In the same vein, APAC managing director at Employment Hero, James Keene, said the figures “reinforce the considerably difficult operating environment that we are currently in, which is continuing to have a flow-on effect to households and businesses alike”.
He also referenced Employment Hero’s most recent Jobs Report data, which, as recently covered in Accountants Daily's sister brand, HR Leader, saw wages rise 1.6 per cent MOM in April, the strongest monthly increase in more than six months, as well as a 4.8 per cent annual wage growth.

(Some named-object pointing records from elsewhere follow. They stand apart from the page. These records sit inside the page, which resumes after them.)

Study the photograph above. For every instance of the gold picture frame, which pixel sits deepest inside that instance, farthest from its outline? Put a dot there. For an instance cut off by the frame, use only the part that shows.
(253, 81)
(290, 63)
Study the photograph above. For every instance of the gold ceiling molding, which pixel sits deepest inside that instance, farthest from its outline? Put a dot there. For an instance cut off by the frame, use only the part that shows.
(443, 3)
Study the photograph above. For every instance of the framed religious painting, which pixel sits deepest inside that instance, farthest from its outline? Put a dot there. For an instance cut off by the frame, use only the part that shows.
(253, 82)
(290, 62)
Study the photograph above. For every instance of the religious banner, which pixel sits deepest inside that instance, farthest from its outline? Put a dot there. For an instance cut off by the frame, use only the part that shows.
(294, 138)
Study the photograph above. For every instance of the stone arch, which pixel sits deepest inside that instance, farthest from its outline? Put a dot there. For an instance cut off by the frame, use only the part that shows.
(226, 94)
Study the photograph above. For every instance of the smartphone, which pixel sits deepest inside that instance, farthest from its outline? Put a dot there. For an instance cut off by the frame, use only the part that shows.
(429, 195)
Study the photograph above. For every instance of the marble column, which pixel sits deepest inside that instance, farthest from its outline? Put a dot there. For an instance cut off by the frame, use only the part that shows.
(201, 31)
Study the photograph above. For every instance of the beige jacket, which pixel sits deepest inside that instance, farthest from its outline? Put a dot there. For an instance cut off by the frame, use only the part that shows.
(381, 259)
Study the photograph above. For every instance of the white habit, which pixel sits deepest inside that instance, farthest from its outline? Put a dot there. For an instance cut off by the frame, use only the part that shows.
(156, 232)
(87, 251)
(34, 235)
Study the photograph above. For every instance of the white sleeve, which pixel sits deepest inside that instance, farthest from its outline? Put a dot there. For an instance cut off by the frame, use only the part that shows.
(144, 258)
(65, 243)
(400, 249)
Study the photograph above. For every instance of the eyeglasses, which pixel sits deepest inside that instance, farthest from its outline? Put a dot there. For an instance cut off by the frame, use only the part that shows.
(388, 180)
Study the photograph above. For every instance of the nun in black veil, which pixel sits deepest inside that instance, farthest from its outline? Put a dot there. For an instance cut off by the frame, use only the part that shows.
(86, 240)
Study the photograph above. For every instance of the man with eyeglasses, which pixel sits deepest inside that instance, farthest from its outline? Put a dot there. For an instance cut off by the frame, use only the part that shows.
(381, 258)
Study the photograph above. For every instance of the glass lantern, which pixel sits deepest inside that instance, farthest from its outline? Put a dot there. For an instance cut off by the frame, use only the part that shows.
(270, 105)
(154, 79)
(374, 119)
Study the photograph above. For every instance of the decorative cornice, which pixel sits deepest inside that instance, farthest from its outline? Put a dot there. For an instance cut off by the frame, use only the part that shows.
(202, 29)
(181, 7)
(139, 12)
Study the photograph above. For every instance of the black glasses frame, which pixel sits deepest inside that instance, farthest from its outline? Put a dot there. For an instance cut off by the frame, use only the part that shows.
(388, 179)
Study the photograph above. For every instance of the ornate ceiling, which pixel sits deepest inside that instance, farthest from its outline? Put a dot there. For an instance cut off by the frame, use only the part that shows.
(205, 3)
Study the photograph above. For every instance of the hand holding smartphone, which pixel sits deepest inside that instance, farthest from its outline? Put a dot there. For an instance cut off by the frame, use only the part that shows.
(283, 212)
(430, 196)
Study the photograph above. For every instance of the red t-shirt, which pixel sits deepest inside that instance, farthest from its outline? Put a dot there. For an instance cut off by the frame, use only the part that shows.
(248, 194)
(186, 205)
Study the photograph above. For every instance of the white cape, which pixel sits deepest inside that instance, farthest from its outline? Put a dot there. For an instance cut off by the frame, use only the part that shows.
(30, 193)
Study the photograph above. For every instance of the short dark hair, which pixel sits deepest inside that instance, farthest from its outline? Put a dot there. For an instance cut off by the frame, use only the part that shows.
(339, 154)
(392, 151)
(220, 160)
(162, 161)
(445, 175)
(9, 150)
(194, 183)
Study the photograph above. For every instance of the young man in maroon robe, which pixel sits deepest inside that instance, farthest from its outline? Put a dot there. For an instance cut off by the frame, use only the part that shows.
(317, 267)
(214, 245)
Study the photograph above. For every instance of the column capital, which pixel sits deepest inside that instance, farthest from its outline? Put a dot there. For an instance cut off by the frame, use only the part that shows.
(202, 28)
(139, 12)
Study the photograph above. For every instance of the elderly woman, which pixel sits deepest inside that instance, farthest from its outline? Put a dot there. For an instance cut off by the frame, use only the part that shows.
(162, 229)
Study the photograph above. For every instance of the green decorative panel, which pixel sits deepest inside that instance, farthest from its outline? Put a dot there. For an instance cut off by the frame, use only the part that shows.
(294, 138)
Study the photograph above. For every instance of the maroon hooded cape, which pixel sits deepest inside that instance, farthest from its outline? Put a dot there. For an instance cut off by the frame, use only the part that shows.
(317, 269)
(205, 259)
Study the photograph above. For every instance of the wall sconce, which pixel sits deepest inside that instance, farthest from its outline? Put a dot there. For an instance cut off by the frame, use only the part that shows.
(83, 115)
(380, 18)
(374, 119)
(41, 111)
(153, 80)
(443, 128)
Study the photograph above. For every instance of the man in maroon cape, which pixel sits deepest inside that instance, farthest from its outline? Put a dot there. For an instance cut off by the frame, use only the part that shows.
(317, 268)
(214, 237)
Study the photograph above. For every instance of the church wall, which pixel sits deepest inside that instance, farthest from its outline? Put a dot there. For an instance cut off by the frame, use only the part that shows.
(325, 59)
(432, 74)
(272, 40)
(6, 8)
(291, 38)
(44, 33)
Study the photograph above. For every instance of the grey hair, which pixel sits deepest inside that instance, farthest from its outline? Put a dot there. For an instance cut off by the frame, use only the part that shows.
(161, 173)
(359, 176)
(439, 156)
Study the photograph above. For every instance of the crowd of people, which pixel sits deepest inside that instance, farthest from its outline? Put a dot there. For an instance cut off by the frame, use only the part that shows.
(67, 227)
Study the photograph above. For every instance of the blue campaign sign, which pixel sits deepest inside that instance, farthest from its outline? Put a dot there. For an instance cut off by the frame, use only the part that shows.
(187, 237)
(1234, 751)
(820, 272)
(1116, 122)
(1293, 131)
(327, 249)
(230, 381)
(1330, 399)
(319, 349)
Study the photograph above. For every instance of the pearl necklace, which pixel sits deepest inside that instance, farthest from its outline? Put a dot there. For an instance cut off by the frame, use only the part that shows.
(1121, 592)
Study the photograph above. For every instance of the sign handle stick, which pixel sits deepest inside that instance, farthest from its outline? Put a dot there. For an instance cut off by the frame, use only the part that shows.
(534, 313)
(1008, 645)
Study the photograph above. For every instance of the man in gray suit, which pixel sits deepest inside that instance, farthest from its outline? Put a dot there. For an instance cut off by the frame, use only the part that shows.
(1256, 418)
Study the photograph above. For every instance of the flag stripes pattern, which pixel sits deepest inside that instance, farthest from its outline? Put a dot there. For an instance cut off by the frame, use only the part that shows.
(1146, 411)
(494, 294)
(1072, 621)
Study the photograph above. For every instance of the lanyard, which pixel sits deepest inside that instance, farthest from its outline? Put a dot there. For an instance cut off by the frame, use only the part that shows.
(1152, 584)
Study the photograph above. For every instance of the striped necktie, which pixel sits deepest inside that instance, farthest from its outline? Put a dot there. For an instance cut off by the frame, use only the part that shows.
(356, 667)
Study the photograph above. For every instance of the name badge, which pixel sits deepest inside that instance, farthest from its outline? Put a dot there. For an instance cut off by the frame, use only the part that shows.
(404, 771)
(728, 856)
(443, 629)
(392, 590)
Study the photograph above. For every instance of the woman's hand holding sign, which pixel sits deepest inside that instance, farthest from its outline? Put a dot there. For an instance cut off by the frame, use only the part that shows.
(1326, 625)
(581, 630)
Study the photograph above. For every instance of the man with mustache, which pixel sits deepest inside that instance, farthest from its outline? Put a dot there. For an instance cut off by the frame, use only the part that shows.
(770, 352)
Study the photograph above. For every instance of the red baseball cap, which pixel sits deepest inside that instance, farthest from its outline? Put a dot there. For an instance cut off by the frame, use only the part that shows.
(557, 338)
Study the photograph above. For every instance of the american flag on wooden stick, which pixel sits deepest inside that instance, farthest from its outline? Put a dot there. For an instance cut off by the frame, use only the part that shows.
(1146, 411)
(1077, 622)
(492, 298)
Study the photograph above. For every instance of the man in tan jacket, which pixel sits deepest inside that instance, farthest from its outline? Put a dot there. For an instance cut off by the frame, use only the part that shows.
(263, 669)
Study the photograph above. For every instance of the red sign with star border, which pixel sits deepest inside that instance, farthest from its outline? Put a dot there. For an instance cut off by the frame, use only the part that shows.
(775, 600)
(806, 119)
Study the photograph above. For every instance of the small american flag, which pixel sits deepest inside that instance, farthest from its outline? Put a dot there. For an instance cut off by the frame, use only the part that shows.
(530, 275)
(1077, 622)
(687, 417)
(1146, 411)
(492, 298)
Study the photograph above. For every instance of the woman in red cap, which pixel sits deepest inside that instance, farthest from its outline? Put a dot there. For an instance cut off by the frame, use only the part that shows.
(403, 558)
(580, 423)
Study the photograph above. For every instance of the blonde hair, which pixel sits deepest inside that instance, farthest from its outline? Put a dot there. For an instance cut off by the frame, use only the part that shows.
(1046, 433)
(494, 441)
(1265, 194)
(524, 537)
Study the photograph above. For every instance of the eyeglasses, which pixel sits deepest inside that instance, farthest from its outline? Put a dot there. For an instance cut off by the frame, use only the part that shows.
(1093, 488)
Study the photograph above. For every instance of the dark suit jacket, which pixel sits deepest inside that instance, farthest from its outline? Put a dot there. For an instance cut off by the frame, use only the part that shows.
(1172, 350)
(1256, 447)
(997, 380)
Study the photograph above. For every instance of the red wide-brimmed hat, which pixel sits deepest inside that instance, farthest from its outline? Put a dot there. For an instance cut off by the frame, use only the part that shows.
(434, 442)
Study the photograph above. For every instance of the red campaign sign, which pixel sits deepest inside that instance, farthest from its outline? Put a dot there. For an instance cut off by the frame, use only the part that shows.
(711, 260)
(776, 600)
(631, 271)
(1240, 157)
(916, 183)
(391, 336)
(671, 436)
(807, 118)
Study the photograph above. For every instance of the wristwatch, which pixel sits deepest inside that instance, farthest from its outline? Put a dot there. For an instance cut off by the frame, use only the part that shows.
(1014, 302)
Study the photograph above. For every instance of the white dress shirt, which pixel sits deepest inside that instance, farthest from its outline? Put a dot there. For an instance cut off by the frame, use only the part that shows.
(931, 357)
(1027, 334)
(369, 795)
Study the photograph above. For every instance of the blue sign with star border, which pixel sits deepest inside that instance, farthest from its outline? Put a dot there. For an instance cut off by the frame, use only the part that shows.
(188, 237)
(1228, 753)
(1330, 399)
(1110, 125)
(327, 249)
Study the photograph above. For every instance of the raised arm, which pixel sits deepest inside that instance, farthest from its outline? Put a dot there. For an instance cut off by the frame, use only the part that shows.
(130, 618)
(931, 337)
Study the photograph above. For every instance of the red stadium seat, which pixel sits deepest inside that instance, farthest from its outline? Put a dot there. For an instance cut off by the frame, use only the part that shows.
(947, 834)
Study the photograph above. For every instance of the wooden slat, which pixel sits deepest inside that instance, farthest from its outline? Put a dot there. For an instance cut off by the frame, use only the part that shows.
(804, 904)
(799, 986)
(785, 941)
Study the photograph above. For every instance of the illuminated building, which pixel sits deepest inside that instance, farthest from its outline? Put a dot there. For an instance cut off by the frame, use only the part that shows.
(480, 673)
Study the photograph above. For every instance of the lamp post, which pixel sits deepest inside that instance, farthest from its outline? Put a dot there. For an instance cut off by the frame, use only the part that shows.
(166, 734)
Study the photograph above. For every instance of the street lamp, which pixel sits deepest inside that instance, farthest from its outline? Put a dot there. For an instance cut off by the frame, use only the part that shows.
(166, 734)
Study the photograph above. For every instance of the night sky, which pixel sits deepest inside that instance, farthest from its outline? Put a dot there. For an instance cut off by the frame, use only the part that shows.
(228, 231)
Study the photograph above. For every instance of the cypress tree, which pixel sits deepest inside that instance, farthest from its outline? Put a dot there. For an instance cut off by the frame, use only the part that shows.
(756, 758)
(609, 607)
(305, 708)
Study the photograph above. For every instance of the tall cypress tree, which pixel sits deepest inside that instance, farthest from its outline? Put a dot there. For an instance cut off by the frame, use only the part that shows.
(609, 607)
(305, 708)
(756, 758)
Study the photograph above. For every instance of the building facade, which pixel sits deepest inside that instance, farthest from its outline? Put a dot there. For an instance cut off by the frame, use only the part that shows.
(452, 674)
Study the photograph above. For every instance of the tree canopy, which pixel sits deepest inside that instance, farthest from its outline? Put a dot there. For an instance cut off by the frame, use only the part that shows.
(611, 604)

“While this is ultimately a positive sign for workers and household incomes, small businesses are now being squeezed from both sides, with both higher labour costs and sustained borrowing pressures at the same time.”
Keene added: “Small businesses are now being asked to absorb rising costs without the relief of lower financing costs or a meaningful easing in demand. That’s putting real pressure on cash flow, margins, and hiring across the sector.”
“For the sake of small businesses, we hope that the Reserve Bank takes this into account in next month’s decision, especially if they are considering a fourth rate rise.”
With an annual CPI inflation rate of 2.4 per cent in April 2025, the almost doubling of today’s CPI rate shows in plain terms the real impact on Australian businesses and homes.
“How well businesses adapt to that gap will define the second half of 2026,” Dooley said.